Mario Baesso

Personal information
- Full name: Mario Baesso Aparecido
- Date of birth: 5 September 1945 (age 80)
- Place of birth: São Paulo, Brazil
- Height: 1.70 m (5 ft 7 in)
- Position: Forward

Senior career*
- Years: Team / Apps / (Gls)
- 1965–1967: América-SP / ? / (?)
- 1967–1968: Oakland Clippers / 41 / (13)
- 1968–1969: Club América / ? / (?)
- 1969: California Clippers / 0 / (0)
- 1969–1971: C.D. Sonsonate / ? / (?)
- 1972–1976: Portuguesa FC / ? / (?)
- 1977: Volta Redonda / 6 / (0)
- 1977: Lota Schwager / 23 / (5)
- 1978: O'Higgins / 30 / (6)
- 1980: Deportes Iquique / 28 / (6)
- 1981: Vasco da Gama / 1 / (0)
- 1982: Desportiva-ES / 7 / (0)
- 1983: Deportivo Quevedo / ? / (?)

= Mario Baesso =

Brazilian footballer (born 1945)

Mario Baesso Aparecido (born 5 September 1945) is a Brazilian former professional footballer who played as a forward.

==Career==
Mario Baesso began his professional career playing for América-SP, a football club based in São José do Rio Preto (São Paulo state). From 1967 to 1968 has militated in the Oakland Clippers, with which he won the NPSL in 1967, beating in the final double to Baltimore Bays. In the course of 1968 arrives at Club America of Mexico. The year after returns to the Clippers with that plays some of exhibition games. In the same year 1969 arrived in the Salvadoran soccer to play on the C.D. Sonsonate, where he remained for two years.

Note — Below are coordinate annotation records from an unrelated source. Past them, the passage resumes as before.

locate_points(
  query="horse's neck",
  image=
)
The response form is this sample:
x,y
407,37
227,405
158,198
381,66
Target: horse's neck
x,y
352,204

In 1972 militates in Venezuelan club of Portuguesa FC and won the Venezuelan Championship and the Venezuela Cup. The year following returns home to play with the Volta Redonda. In the course of 1977 passes to the Chileans of Lota Schwager that will leave the following year to play with O'Higgins. In 1980 is to Deportes Iquique, always in Chile.

In 1981 returns home to play in the Vasco da Gama, where disputed only one meeting. The following year is to Desportiva-ES. In 1983 leaves the native country to play with Ecuadorians of Deportivo Quevedo.